As other legal scholars, most notably Yale law professor Akhil Reed Amar, have pointed out, when the Fourth Amendment was ratified in 1791 as part of the Bill of Rights, government agents were liable for damages in civil tort actions for trespass. The Seventh Amendment preserved the right to have a jury composed of ordinary citizens pass upon the “reasonableness” of any searches or seizures. Because judges were not trusted to jealously guard the liberties of the people, the Fourth Amendment restricted the issuance of warrants to the heightened requirements of “probable cause” and specificity.

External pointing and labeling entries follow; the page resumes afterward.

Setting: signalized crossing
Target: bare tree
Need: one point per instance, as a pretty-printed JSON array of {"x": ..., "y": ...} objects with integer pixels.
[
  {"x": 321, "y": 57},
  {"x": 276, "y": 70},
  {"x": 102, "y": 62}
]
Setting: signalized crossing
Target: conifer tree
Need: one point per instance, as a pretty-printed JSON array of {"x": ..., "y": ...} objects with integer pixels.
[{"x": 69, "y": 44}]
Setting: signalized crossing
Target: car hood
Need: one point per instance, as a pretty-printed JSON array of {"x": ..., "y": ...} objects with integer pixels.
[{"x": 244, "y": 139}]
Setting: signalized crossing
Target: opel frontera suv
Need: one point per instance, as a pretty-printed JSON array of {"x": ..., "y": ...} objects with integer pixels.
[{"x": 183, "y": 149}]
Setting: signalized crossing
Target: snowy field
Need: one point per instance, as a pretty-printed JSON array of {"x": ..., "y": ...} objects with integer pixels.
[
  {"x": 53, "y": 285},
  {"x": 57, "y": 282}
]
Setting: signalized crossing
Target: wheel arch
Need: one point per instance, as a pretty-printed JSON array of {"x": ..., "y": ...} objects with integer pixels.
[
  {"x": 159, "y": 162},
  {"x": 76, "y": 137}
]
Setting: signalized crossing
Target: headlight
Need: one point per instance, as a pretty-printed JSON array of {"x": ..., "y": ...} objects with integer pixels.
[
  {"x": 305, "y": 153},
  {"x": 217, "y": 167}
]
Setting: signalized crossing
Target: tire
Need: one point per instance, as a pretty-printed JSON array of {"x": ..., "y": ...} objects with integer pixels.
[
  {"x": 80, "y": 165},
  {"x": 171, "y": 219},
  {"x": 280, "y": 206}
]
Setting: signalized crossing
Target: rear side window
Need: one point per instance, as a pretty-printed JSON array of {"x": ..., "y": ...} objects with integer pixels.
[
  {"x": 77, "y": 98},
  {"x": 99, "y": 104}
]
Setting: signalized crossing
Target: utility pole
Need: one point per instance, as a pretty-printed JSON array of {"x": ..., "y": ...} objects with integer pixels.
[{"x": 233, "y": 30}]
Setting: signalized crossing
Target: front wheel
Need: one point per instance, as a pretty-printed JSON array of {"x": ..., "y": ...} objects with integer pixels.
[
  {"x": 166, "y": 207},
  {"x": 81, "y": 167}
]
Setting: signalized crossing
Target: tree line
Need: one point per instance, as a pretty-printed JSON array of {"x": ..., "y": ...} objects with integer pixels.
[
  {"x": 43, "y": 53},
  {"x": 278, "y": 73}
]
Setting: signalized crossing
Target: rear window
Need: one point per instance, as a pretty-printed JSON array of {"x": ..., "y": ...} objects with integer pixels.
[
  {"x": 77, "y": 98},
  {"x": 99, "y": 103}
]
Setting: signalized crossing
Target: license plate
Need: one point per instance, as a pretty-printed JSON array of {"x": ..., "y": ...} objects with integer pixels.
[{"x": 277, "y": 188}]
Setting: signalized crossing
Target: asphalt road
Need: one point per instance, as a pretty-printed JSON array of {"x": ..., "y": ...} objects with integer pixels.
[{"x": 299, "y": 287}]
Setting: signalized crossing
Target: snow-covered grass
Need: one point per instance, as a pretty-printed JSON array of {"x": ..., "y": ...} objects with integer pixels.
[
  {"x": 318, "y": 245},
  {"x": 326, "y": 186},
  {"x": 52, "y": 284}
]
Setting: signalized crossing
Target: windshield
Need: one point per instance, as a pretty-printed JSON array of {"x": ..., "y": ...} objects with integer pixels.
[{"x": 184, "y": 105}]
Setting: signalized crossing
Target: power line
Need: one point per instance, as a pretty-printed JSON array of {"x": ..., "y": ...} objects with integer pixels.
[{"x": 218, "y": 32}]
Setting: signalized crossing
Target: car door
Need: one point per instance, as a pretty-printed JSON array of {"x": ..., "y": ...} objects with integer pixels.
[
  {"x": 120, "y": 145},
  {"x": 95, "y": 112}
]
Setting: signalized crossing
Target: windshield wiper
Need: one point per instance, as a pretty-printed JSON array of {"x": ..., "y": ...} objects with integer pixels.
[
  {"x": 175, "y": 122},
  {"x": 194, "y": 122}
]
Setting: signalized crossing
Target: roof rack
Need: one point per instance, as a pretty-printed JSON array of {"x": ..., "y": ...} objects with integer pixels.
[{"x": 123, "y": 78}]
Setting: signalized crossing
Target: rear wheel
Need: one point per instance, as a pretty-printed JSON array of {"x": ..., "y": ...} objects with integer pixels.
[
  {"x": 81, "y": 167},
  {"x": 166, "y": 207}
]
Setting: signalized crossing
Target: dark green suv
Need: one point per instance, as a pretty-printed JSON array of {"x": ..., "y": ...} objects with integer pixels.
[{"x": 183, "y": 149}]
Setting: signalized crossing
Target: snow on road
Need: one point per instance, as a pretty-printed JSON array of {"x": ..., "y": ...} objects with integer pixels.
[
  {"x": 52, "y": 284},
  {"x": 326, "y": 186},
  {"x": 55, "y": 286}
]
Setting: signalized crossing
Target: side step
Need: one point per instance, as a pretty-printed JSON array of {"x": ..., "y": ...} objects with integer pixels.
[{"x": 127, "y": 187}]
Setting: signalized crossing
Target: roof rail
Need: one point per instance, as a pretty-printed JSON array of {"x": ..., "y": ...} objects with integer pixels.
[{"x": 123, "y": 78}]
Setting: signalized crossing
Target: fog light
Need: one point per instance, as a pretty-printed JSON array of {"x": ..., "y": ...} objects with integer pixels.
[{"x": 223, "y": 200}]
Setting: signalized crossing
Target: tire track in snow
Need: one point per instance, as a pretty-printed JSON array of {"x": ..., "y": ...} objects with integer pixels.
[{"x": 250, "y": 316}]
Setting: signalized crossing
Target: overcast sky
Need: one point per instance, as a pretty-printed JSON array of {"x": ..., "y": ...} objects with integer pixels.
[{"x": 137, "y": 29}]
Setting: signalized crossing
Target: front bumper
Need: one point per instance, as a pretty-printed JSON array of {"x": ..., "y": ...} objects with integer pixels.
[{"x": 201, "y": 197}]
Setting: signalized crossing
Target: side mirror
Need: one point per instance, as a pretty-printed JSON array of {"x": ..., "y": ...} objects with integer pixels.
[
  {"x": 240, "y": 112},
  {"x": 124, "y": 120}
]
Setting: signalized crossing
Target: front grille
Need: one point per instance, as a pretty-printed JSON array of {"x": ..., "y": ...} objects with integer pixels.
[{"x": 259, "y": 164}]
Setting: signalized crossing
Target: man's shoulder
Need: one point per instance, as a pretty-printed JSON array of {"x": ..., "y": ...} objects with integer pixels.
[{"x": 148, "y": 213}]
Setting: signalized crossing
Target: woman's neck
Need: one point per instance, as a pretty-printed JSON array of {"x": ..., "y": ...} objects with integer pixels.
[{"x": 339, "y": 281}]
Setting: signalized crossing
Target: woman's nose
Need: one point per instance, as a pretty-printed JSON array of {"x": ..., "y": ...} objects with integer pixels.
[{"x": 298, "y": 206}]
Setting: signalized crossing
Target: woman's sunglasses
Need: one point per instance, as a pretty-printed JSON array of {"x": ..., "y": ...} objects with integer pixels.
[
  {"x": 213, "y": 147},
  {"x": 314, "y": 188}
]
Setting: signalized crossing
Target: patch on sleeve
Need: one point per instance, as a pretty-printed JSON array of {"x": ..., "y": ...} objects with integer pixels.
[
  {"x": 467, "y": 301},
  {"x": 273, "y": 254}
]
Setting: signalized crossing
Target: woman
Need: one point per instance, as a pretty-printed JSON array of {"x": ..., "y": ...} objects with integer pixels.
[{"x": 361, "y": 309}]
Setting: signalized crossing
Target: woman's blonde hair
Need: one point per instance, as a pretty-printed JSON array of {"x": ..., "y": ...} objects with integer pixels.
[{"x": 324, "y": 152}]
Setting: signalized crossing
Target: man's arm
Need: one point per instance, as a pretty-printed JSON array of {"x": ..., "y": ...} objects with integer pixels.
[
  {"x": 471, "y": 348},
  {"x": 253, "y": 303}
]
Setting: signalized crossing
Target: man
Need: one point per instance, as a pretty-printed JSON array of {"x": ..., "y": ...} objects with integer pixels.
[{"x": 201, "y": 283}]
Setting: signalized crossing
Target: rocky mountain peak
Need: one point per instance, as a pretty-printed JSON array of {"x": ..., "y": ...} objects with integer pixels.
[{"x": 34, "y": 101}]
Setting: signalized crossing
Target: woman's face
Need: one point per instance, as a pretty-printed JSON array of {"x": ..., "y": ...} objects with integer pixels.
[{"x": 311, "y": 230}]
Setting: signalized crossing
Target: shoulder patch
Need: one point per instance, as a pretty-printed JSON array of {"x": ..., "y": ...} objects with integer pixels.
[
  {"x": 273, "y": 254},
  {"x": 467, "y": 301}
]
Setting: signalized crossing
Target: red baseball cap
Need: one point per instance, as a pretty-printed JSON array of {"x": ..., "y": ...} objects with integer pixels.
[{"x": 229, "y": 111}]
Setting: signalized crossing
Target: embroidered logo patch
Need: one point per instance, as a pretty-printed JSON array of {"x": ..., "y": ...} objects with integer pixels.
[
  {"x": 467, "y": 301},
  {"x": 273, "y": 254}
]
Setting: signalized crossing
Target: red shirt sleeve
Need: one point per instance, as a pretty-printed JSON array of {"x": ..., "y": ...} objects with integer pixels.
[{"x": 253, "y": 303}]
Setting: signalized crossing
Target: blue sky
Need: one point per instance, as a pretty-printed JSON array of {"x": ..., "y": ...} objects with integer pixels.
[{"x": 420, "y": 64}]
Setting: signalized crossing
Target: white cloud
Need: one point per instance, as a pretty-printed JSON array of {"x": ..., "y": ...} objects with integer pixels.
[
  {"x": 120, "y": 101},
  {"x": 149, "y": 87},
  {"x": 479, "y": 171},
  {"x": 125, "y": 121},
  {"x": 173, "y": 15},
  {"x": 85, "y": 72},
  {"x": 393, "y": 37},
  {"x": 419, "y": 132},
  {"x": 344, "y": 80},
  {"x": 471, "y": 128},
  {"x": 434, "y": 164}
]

Over time, as law-enforcement agents were granted qualified immunity from civil suits, it fell mainly to judges to assess the “reasonableness” of a government search or seizure during a criminal prosecution, thereby undermining the original republican scheme of holding law enforcement accountable to citizen juries.
True, judges have long been approving search warrants by relying on ex parte affidavits from law enforcement. With the NSA’s surveillance program, the Foreign Intelligence Surveillance Court has apparently secretly approved the blanket seizure of data on every American so this “metadata” can later provide the probable cause for a particular search. Such indiscriminate data seizures are the epitome of “unreasonable,” akin to the “general warrants” issued by the Crown to authorize searches of Colonial Americans.